Elections were held in 18 of the 19 electoral districts. Rankin Inlet North acclaimed its MLA. The following is a list of the districts with their candidates.

| District | Incumbent | Elected | Percentage | Defeated candidates |
|---|---|---|---|---|
| Akulliq | Ovide Alakannuark | Steve Mapsalak | 34.86% | George Bohlender, Joani Kringayark, John Ningark, Roland Tungilik |
| Amittuq | Enoki Irqittuq | Louis Tapardjuk | 39.63% | Solomon Allurut, Enoki Irqittuq |
| Arviat | Kevin O'Brien | David Alagalak | 36.53% | Peter Alareak, Peter Two Aulatjut, Kevin O'Brien, Jay Saint, Kono Tattuinee |
| Baker Lake | Glenn McLean | David Simailak | 48.22% | David Aksawnee, Becky Kudloo, David Toolooktook Sr. |
| Cambridge Bay | Kelvin Ng | Keith Peterson | 54.09% | Harry Ambrose M. Aknavigak, David Kaosoni, Harry Maksagak |
| Hudson Bay | Peter Kattuk | Peter Kattuk | 42.76% | Moses Appaqaq, Joe Arragutainaq, Kupapik Ningeocheak, Johnny Tookalook |
| Iqaluit Centre | Hunter Tootoo | Hunter Tootoo | 44.8% | Natsiq Alainga-Kango, Mike Courtney, Kevin MacCormack, Pauloosie Paniloo, Mary Ellen Thomas |
| Iqaluit East | Ed Picco | Ed Picco | 70.68% | John Amagoalik, Norman Ishulutak |
| Iqaluit West | Paul Okalik | Paul Okalik | 76.99% | Doug Workman |
| Kugluktuk | Donald Havioyak | Joe Allen Evyagotailak | 40.41% | Donald Havioyak, Millie Kuliktana |
| Nanulik | Patterk Netser | Patterk Netser | 34.92% | Emily Beardsall, Willy Nakoolak, Bernard Putulik Sr. |
| Nattilik | Uriash Puqiqnak | Leona Aglukkaq | 42.84% | Tom Akoak, Anthony Anguttitauruq, David Irqiut, Simon Qingnaqtuq, Sonny Porter, Ruediger H.J. Rasch |
| Pangnirtung | Peter Kilabuk | Peter Kilabuk | 61.87% | Simeonie Keenainak |
| Quttiktuq | Rebekah Williams | Levi Barnabas | 43.94% | Lucas Amagoalik, Pauloosie Attagootak, Larry Audlaluk, Anthony Ullikatar, Rebekah Williams |
| Rankin Inlet North | Jack Anawak | Tagak Curley | acclaimed | none |
| Rankin Inlet South/Whale Cove | Manitok Thompson | Levinia Brown | 38.87% | Jerry Ell, Percy Kabloona, Ishmael Naulalik, Solomon Voisey |
| South Baffin | Olayuk Akesuk | Olayuk Akesuk | 58.94% | Malicktoo Lyta, Martha Lyta |
| Tununiq | Jobie Nutarak | Jobie Nutarak | 31.84% | Appitaq Enuaraq, Sam Omik, David Qajaakuttuk Qamaniq |
| Uqqummiut | David Iqaqrialu | James Arreak | 27.06% | Stevie Audlakiak, Phoebe Palluq Hainnu, Peter Iqalukjuak, David Iqaqrialu, Samuel Nuqingaq, Lootie Toomasie |

Source: Results (CBC News)

In the main, Nunavummiut decided to stay with their present legislature. The premier, four cabinet ministers, and three other MLAs were re-elected; five incumbents were defeated, including former speaker of the house Kevin O'Brien. Only two women were elected to the 19-seat legislature.
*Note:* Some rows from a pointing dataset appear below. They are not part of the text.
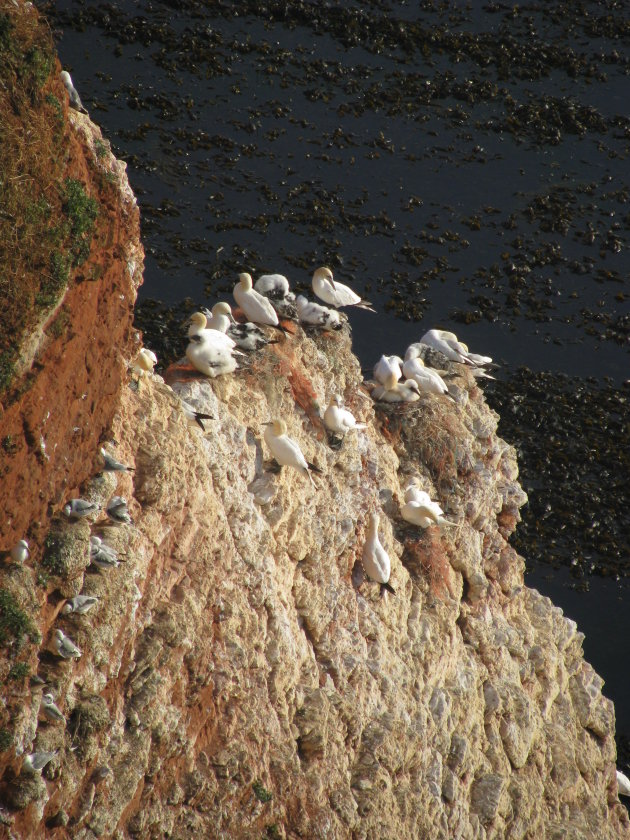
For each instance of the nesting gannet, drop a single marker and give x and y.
(195, 416)
(623, 784)
(285, 450)
(246, 336)
(315, 315)
(50, 710)
(101, 554)
(336, 294)
(112, 465)
(144, 362)
(338, 419)
(257, 307)
(78, 508)
(117, 510)
(275, 287)
(209, 359)
(429, 381)
(375, 559)
(35, 762)
(393, 391)
(75, 99)
(79, 605)
(19, 553)
(387, 365)
(65, 647)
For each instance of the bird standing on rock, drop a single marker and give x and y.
(375, 559)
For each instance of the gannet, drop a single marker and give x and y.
(35, 762)
(336, 294)
(246, 336)
(285, 450)
(112, 465)
(194, 416)
(75, 99)
(623, 784)
(65, 647)
(117, 510)
(144, 362)
(387, 365)
(429, 381)
(275, 287)
(393, 391)
(375, 559)
(79, 605)
(338, 419)
(315, 315)
(78, 508)
(101, 554)
(255, 306)
(50, 710)
(208, 358)
(19, 553)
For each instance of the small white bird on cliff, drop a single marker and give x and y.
(392, 391)
(79, 605)
(315, 315)
(78, 508)
(275, 287)
(50, 709)
(65, 647)
(35, 762)
(75, 99)
(336, 294)
(429, 381)
(338, 419)
(20, 552)
(285, 450)
(257, 307)
(375, 559)
(386, 366)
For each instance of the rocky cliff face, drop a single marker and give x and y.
(239, 676)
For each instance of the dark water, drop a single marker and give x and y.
(459, 167)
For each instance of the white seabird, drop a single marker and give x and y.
(285, 450)
(257, 307)
(20, 552)
(375, 559)
(50, 709)
(429, 381)
(117, 510)
(75, 99)
(35, 762)
(79, 605)
(78, 508)
(315, 315)
(275, 287)
(144, 362)
(338, 419)
(336, 294)
(65, 647)
(386, 366)
(112, 465)
(246, 336)
(393, 391)
(209, 359)
(101, 554)
(623, 784)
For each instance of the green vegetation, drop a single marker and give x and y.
(260, 792)
(14, 623)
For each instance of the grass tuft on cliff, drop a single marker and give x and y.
(46, 219)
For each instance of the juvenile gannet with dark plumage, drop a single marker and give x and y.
(336, 294)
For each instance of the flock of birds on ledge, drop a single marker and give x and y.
(218, 345)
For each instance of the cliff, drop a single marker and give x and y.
(239, 677)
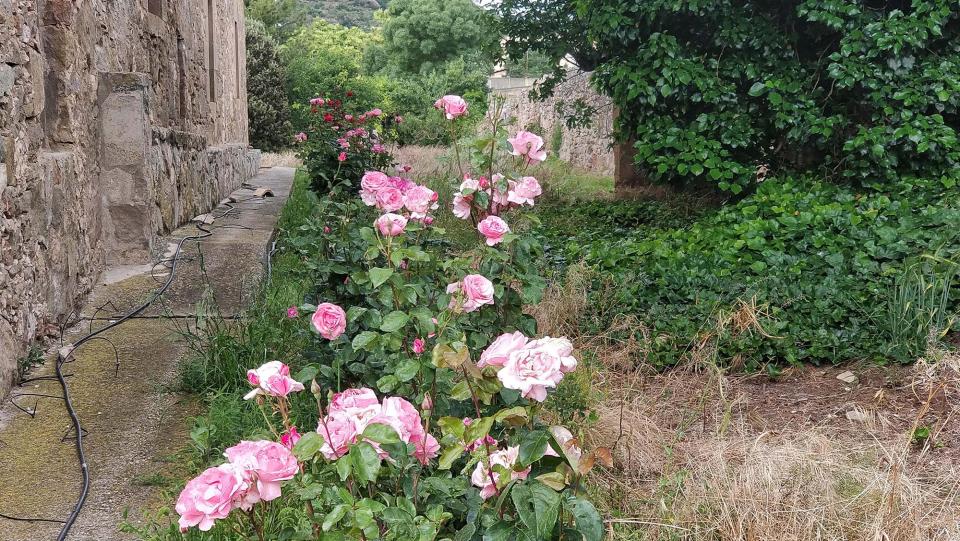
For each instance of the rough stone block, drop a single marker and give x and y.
(123, 129)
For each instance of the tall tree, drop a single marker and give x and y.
(423, 34)
(281, 18)
(267, 109)
(550, 28)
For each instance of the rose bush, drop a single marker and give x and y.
(474, 460)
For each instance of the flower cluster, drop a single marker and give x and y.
(253, 474)
(272, 379)
(396, 194)
(529, 366)
(353, 410)
(498, 195)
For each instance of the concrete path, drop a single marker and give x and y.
(132, 423)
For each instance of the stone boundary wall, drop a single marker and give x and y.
(119, 121)
(588, 148)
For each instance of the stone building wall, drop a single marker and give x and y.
(590, 147)
(119, 120)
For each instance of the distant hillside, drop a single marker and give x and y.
(345, 12)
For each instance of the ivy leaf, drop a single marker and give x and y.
(394, 321)
(378, 276)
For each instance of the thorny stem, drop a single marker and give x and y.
(486, 442)
(258, 527)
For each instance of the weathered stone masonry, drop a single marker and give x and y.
(119, 120)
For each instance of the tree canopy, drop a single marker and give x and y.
(710, 91)
(423, 34)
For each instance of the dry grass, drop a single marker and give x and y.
(427, 162)
(689, 464)
(280, 159)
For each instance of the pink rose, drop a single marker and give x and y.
(266, 463)
(329, 320)
(529, 145)
(420, 200)
(536, 367)
(405, 419)
(561, 347)
(497, 353)
(493, 228)
(486, 479)
(452, 106)
(210, 496)
(391, 225)
(461, 207)
(290, 438)
(338, 434)
(403, 184)
(272, 379)
(355, 403)
(476, 290)
(525, 191)
(428, 449)
(400, 414)
(390, 199)
(482, 442)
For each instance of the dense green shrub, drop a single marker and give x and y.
(342, 141)
(822, 262)
(421, 35)
(267, 108)
(327, 59)
(865, 91)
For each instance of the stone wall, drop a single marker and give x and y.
(119, 120)
(590, 147)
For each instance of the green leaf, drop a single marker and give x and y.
(478, 429)
(538, 507)
(394, 321)
(381, 433)
(533, 446)
(364, 340)
(450, 455)
(334, 516)
(586, 517)
(378, 276)
(365, 462)
(452, 425)
(308, 446)
(407, 370)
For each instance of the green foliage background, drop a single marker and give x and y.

Premier Paul Okalik was given a firm endorsement by the voters in his riding. He faced a strong challenge for the premier's job from Tagak Curley, who was acclaimed to his seat. However, Okalik was returned to the premiership on March 5, 2004, by the new legislature.

== Miscellaneous ==

For the first time, residents of several tiny, isolated communities were able to vote by satellite phone.

Voter turnout was nearly 90%; in 8 of the 18 ridings it was higher than 100% (as high as 134% in Kugluktuk) since there was no door-to-door enumeration and voter registration is permitted at the polling station. As of 2025, this is the only election in which voter turnout increased from the previous election.